O Superior Tribunal de Justiça também já se pronunciou em algumas situações sobre o tema, no julgamento dos Recursos Especiais nº 436.012 e 787.457, concluindo também que o artigo 135 do Código Tributário Nacional se trata de regra de desconsideração da personalidade jurídica.
Com essa premissa fixada, de que o artigo 135 do Código Tributário Nacional visa alcançar os sócios e diretores da pessoa jurídica executada por meio de aplicação da teoria da desconsideração da personalidade jurídica, não nos parece existir qualquer antinomia entre os dispositivos legais do Código Tributário Nacional e do “Novo CPC” quanto à sistemática do incidente de desconsideração da personalidade jurídica.
Resta-nos assim investigar se o regime previsto no artigo 133 do “Novo CPC” é aplicável ao regime da Lei nº 6.830/80 (Lei de Execuções Fiscais) frente os critérios temporais e da especialidade.
A própria Lei nº 6.830/80, em seu artigo 1º, estabelece a aplicação subsidiária do Código de Processo Civil à execução judicial para cobrança da Dívida Ativa.

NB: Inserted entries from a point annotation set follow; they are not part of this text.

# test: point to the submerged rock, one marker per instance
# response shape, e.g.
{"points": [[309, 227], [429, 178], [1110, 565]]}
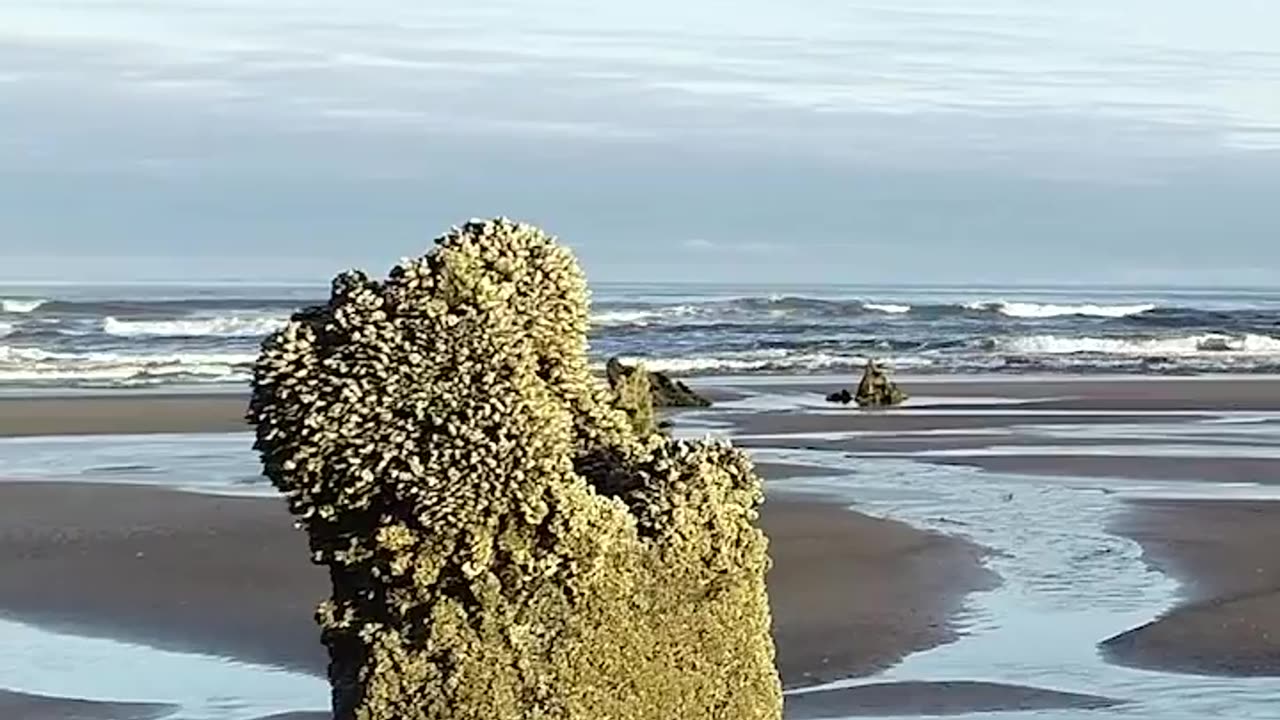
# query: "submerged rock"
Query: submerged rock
{"points": [[507, 537], [874, 390], [842, 397], [666, 392]]}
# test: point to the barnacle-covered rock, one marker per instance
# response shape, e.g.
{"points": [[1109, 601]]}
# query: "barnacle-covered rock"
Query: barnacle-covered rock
{"points": [[507, 537]]}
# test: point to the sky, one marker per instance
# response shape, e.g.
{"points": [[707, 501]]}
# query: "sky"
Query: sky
{"points": [[959, 141]]}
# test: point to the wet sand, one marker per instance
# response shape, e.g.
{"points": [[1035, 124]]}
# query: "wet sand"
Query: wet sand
{"points": [[122, 414], [231, 575], [933, 700], [853, 595], [1111, 393], [22, 706], [1194, 397], [1226, 555]]}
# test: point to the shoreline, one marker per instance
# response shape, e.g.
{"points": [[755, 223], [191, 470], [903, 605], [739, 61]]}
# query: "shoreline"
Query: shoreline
{"points": [[1020, 401], [851, 595], [103, 560], [1223, 552]]}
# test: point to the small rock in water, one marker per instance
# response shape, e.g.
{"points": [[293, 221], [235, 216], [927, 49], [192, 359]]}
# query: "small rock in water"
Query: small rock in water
{"points": [[667, 392], [874, 390]]}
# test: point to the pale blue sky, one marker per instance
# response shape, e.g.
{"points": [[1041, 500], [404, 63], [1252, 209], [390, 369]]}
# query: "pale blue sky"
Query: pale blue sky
{"points": [[831, 140]]}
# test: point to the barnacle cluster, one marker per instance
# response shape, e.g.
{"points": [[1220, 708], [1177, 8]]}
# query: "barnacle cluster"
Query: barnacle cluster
{"points": [[506, 536]]}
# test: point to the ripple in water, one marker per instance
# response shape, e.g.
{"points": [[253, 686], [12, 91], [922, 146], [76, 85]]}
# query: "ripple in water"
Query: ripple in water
{"points": [[1068, 584], [202, 687]]}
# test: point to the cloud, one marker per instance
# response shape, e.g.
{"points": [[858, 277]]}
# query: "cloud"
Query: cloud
{"points": [[731, 247]]}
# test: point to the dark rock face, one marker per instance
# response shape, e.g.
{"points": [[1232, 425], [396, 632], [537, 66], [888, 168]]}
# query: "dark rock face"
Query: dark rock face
{"points": [[507, 537], [667, 392], [874, 390]]}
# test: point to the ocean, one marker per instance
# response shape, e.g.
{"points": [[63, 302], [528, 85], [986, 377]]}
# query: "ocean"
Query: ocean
{"points": [[138, 336]]}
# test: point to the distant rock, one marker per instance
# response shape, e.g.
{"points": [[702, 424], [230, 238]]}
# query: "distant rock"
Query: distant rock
{"points": [[666, 391], [842, 397], [874, 390]]}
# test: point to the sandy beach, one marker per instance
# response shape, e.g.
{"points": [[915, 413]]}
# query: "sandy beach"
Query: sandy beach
{"points": [[1225, 552], [231, 575], [853, 595]]}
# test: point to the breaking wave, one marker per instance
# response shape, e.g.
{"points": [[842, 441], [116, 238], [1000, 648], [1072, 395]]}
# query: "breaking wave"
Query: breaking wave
{"points": [[887, 308], [21, 305], [1037, 310], [195, 327], [1157, 346]]}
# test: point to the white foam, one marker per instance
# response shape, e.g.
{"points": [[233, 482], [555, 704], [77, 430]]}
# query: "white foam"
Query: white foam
{"points": [[1175, 346], [195, 327], [887, 308], [1046, 310], [21, 304], [202, 687], [612, 318], [769, 360]]}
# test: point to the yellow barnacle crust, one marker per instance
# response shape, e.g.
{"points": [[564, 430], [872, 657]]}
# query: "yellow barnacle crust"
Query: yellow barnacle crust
{"points": [[507, 537]]}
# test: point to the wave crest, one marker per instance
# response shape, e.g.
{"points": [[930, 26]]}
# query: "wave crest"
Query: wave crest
{"points": [[21, 305], [1246, 343], [1037, 310], [193, 327]]}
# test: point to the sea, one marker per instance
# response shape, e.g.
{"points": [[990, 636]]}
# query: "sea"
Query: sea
{"points": [[208, 336]]}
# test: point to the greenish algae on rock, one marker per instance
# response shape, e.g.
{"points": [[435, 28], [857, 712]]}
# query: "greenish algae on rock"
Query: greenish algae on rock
{"points": [[504, 538]]}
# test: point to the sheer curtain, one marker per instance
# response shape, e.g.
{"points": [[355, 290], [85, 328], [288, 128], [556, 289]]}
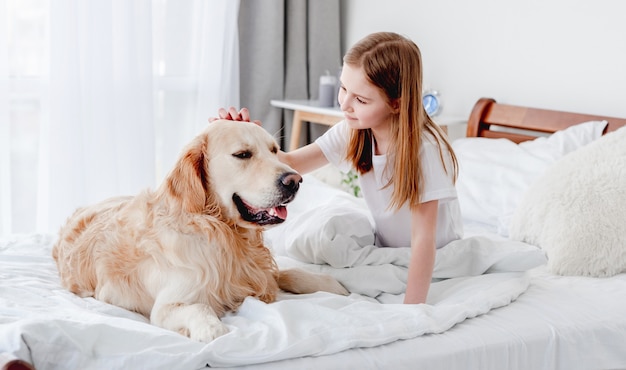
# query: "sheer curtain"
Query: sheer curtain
{"points": [[98, 97]]}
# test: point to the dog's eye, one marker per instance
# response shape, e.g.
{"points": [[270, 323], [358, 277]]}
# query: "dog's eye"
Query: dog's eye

Portanto, as normas do Código de Processo Civil são subsidiariamente aplicáveis às execuções fiscais, ou seja, quando tais normas tratem de matéria não regulada especificamente pela Lei nº 6.830/80 e nem seja com ela incompatível.
Analisando-se a Lei nº 6.830/80 não se encontra nenhuma regulamentação a respeito da desconsideração da personalidade jurídica e do redirecionamento da execução em face dos sócios. A Lei é totalmente omissa sobre o tema, em que pese a jurisprudência admitir sem maiores problemas tal medida.
Quanto à incompatibilidade, merece notar que o artigo 134 do “Novo CPC” expressamente se diz ser aplicável às execuções fundadas em título extrajudicial, que é justamente o caso das execuções fiscais, as quais se fundam na Certidão de Dívida Ativa.
Quanto ao aspecto temporal, tratando-se o “Novo CPC” de lei posterior e inexistindo norma especial conflitante, a nosso ver não há impedimentos para a plena aplicação do incidente de desconsideração da personalidade jurídica às execuções fiscais.
Por fim, tendo em vista as conclusões de que o artigo 135 do Código Tributário Nacional encampa a teoria da desconsideração da personalidade jurídica, bem como que a Lei nº 6.830/80 claramente possui lacunas a respeito dos procedimentos para a responsabilização dos sócios da pessoa jurídica executada, não só entendemos ser devida a aplicação do incidente de desconsideração da personalidade jurídica às execuções fiscais, como também salutar, na medida em que atende de melhor forma as garantias individuais constitucionais, principalmente o direito ao devido processo legal.
[1] Precedentes: AResp nº 608701; Resp nº 1497599; Resp nº 1217467; AREsp nº 1.497.599; AgRg nº 1.244.276; AREsp nº 1.483.228.
[2] Precedentes: AgRg nº 561854; Resp nº 474105.
[3] Nesse sentido Aldemario Araújo Castro In: TÔRRES, Heleno Taveira e QUEIROZ, Mary Elbe (coord.). Desconsideração da Personalidade Jurídica em Matéria Tributária, São Paulo: Quartier Latin, 2005, p. 487-491.